An insight into the way Kafka learned to produce the flat yet sparkling affect of his descriptions:
One passage in the first version [of “Description of a Struggle,” Kafka’s first long-ish extant prose fragment] reads: “The train started up so slowly that it seemed irresolute.” Kafka was unhappy with that wording, and replaced “irresolute” with “weary,” but he ultimately opted for a totally different solution, which switched the perspective and transformed the psychological expression into an impression: “The train started up so slowly that one could picture the revolution of the wheels.”
The function of Kafka’s diary within his overall literary production:
It appears as though Kafka was inventing a new variant of the diary that enabled him to keep on writing in addition to and after his literary work; it was still literary, but without working toward a narrative goal. If a story resulted, so much the better—and this was an occasional outcome. If not, at least he had “written.”
Kafka and metaphors:
He never treated metaphor as an afterthought, and he definitely never sought one out.
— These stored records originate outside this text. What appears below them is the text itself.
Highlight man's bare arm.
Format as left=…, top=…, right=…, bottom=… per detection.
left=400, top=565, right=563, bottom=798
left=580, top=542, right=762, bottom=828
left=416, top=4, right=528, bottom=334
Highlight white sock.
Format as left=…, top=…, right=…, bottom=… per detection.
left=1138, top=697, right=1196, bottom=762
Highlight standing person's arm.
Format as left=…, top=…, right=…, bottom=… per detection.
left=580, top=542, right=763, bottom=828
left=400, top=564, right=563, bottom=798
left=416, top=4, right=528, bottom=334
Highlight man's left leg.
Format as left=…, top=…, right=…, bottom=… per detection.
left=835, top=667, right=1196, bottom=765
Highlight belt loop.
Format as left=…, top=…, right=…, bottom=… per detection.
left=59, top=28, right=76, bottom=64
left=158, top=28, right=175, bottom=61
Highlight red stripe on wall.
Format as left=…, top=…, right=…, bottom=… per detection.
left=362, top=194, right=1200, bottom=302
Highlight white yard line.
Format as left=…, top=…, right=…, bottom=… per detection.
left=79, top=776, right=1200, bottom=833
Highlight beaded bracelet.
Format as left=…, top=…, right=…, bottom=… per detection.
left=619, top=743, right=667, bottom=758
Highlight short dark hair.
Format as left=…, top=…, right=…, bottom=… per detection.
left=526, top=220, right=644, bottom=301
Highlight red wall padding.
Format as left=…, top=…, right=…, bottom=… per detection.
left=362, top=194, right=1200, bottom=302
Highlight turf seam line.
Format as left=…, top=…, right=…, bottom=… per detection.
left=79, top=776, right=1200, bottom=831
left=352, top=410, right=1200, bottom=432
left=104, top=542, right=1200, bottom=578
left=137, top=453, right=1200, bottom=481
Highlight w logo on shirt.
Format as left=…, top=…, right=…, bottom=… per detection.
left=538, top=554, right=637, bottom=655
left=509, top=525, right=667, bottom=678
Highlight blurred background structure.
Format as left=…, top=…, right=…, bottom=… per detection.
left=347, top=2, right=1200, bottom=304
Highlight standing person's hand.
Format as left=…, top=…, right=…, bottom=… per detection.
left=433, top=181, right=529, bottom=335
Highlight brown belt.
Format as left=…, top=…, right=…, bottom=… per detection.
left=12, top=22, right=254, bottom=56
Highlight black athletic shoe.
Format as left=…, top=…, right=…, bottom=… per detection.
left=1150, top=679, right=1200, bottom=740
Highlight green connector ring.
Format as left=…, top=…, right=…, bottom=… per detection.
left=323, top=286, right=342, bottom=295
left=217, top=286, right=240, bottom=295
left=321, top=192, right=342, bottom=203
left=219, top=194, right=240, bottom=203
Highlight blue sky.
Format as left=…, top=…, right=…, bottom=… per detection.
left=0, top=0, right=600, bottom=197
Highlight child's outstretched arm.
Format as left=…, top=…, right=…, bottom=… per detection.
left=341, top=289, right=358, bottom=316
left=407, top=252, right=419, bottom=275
In the beginning — such is the first law of Kafka’s universe — is the image, and more than a few of his texts can be read as expansions of one memorable image, as a demonstration of what an image can yield.
He suggests we can understand much of Kafka’s work as, essentially, speculative fiction:
Someone roars with laughter at a solemn occasion. Someone is pursued by two little balls he cannot shed. Someone wake up one morning as a bug. Someone stops eating. How will it go on from there, assuming that everything else in the universe remains unchanged?